Qui Epifani espone una proposta di cui non riportiamo alla lettera il testo che va incontro al disegno di vanificare il CCNL trasformandolo in una mera cornice generale, superando le differenze di categoria, appunto per renderlo solo una cornice generale, per dare libero spazio a quell'insieme di deroghe specifiche, chiamate da lui “riferimenti specifici per le diverse attività industriali”, e che convergono con il cosiddetto “contratto auto” che la Fiat vuole fare attraverso la Newco.
Poi Epifani si dà a consigli su come affrontare la sfida degli Usa: “... non basta insomma discutere dove produrre la Panda”, per fare di questo il quadro generale in cui inserire riorganizzazioni e deroghe.
Siamo ben dentro, quindi, un patto neo corporativo, sia pure senza le volgarità servili di cisl e uil.
Quindi da qui il ruolo che la Cgil vuole svolgere: “Siamo tutti interessati, Fiom, Fim, Uilm e Fiat a riorganizzare e rilanciare la produzione dell'auto in Italia e con essa i posti di lavoro”.
Ichino
Eccitato come non mai, Pietro Ichino con una lunga lettera continua la sua battaglia per trovare una Legge che risolva una volta per tutte le storie che nel gruppo Fiat stanno dando vita a questa acuta lotta di classe.
Ichino ricorda che giace in parlamento un testo unificato bi-partizan per la partecipazione dei lavoratori alle imprese e sollecita che a settembre si passi ad affrontarlo e approvarlo in parlamento.

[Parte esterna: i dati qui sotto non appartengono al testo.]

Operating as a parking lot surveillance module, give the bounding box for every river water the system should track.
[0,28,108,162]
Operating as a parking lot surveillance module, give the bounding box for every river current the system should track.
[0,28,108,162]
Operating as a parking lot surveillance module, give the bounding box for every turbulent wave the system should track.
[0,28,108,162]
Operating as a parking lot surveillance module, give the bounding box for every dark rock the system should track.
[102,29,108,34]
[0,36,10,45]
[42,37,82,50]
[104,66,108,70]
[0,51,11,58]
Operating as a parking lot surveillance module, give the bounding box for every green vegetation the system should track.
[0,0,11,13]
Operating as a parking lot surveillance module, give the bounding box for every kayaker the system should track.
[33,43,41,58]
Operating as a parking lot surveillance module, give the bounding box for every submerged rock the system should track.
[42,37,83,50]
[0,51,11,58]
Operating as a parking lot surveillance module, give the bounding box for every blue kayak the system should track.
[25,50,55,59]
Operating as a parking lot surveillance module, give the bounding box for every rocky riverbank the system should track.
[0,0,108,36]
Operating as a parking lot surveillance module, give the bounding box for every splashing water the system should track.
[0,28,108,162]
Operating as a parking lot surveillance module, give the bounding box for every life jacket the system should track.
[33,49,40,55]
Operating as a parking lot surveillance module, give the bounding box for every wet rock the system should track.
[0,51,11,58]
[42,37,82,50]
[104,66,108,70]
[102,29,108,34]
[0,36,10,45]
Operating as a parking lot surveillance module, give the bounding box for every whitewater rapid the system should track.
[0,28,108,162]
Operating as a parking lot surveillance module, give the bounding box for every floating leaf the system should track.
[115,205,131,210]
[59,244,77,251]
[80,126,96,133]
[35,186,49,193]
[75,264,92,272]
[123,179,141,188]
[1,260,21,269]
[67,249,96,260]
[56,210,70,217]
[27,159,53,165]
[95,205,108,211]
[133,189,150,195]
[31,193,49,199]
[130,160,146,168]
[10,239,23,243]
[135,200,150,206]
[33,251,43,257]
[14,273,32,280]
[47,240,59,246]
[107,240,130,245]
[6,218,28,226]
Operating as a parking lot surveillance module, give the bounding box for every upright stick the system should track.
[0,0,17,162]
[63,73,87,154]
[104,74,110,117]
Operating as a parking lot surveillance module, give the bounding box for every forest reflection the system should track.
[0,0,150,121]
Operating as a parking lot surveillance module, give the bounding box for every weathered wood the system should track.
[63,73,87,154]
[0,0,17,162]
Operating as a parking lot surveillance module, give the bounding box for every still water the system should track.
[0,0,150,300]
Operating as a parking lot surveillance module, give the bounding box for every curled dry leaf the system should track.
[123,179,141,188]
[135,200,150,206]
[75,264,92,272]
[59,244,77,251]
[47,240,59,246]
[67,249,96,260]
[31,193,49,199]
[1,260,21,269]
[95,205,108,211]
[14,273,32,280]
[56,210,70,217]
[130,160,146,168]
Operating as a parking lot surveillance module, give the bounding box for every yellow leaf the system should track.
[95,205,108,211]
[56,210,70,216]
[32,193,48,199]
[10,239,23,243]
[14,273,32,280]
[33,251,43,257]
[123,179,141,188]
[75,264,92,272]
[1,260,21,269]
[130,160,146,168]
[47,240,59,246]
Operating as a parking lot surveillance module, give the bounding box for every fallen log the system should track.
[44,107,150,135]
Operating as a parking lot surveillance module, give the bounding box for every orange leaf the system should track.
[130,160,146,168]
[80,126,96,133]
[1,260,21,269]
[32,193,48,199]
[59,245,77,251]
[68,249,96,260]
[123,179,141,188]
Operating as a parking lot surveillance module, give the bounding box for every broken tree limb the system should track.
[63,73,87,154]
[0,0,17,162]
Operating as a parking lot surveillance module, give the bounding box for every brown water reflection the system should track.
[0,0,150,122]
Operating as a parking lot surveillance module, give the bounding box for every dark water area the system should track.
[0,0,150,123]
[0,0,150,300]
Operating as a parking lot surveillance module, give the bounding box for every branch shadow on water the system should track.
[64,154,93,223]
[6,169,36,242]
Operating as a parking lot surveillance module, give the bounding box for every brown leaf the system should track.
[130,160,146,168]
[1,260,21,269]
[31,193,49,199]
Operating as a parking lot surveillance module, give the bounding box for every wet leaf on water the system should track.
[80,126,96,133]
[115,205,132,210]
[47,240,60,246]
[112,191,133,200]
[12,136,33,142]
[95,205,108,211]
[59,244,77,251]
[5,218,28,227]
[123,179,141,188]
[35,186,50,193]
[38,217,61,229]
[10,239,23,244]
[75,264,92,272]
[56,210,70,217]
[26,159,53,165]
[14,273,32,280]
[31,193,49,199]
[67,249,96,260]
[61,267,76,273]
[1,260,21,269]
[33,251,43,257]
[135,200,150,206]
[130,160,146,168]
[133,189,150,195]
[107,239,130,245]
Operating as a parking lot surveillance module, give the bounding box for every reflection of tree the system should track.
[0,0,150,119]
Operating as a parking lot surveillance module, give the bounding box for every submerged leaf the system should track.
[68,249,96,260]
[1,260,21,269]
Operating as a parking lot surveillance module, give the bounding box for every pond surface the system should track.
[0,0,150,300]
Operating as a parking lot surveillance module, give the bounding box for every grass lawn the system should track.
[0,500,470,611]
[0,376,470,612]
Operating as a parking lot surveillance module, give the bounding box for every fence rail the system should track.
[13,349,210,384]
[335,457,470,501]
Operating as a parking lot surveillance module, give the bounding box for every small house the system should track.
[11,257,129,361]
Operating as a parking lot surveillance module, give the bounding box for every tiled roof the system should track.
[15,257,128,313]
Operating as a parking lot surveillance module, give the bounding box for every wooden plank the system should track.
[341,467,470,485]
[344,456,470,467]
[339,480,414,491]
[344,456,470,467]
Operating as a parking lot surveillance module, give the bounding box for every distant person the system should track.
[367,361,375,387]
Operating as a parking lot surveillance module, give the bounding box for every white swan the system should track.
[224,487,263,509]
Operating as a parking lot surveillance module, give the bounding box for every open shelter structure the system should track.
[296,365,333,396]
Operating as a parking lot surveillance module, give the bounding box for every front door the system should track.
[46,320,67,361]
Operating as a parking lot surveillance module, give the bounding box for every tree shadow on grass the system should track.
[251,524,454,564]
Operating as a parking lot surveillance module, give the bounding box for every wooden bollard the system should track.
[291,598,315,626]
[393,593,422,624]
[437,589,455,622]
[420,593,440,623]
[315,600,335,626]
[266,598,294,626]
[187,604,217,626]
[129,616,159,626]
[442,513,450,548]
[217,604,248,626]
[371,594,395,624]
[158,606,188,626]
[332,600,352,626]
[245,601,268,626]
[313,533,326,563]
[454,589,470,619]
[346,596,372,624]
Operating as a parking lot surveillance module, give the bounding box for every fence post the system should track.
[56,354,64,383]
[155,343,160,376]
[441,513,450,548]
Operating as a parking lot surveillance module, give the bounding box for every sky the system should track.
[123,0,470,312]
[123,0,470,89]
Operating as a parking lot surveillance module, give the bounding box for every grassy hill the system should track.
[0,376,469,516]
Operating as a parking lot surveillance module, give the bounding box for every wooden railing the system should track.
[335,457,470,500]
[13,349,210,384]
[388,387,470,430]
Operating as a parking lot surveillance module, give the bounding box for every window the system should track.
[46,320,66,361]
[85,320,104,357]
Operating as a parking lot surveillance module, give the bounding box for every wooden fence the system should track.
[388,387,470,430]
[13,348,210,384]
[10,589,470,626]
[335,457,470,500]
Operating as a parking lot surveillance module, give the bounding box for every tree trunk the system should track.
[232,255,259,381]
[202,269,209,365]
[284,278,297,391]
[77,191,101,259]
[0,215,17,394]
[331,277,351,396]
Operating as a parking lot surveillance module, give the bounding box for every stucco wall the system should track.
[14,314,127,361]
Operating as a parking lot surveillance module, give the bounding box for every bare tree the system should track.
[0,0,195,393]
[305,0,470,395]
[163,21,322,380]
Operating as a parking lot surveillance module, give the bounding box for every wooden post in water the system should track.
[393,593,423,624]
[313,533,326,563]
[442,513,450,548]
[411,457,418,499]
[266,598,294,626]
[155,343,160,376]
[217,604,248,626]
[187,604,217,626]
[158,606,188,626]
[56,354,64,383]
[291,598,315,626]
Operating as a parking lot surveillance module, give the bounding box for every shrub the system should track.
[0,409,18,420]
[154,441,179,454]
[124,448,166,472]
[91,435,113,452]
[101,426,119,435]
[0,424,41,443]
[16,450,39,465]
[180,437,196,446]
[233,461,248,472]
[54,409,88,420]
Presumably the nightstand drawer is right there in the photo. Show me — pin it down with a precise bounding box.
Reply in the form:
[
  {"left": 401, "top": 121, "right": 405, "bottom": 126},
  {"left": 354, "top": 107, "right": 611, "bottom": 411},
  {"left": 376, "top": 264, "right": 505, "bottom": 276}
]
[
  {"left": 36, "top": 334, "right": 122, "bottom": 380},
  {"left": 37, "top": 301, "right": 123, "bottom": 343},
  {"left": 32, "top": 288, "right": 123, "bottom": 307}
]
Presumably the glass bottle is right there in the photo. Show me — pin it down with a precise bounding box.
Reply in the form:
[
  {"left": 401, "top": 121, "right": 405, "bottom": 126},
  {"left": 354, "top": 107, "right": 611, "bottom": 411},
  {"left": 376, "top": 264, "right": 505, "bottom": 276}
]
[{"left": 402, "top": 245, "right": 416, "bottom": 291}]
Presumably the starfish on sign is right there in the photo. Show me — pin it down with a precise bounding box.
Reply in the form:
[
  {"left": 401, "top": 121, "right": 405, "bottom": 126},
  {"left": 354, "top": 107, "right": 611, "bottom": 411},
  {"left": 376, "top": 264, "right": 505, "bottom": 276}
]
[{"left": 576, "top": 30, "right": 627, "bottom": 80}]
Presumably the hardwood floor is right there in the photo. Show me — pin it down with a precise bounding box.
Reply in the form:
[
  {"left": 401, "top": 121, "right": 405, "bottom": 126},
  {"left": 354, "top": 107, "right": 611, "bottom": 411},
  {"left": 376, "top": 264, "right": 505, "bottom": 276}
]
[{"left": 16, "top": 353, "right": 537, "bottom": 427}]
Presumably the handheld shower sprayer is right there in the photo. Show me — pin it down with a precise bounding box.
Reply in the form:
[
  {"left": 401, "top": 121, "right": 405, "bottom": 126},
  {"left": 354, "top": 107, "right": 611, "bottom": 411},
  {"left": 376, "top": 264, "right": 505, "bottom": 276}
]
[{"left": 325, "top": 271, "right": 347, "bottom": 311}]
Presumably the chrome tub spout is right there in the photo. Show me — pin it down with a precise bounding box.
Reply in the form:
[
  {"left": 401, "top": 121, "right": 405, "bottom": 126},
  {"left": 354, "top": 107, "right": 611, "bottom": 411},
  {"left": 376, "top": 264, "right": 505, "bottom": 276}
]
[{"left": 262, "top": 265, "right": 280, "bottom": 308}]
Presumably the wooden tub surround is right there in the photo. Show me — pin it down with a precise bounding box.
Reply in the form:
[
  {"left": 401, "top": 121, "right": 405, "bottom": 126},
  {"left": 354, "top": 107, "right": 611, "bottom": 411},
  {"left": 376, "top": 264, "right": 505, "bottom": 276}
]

E' inutile dilungarsi sull'elenco di tutte e 9 diverse forme possibili di partecipazione dei lavoratori all'impresa. Ciò che interessa Ichino è che venga sancito una volta per tutte che la democrazia sindacale consiste nel “consentire di derogare al CCNL in materia di organizzazione del lavoro, orario, struttura della retribuzione e che stabilisca che essa sia riservata alla coalizione sindacale rappresentativa della maggioranza dei lavoratori interessati”.
E perchè non ci siano equivoci per cosa si debba intendere per “coalizione rappresentativa”, si prende proprio a paragone la vicenda della Fiat di Pomigliano.
Sostiene Ichino che se la sua legge fosse stata in vigore non ci sarebbe bisogno della Newco perchè per legge quell'accordo sarebbe vincolante per tutti e in esso la minoranza, in questo caso la Cgil “potrebbe continuare a far parte del sistema di relazioni industriali a Pomigliano come sindacato minoritario, riconosciuto, rispettoso delle prerogative dei sindacati maggioritari e titolare di una sua rappresentanza aziendale con tutti i diritti di attività sindacale in azienda”.
Grazie, Ichino. Ma quant'è buono, lei!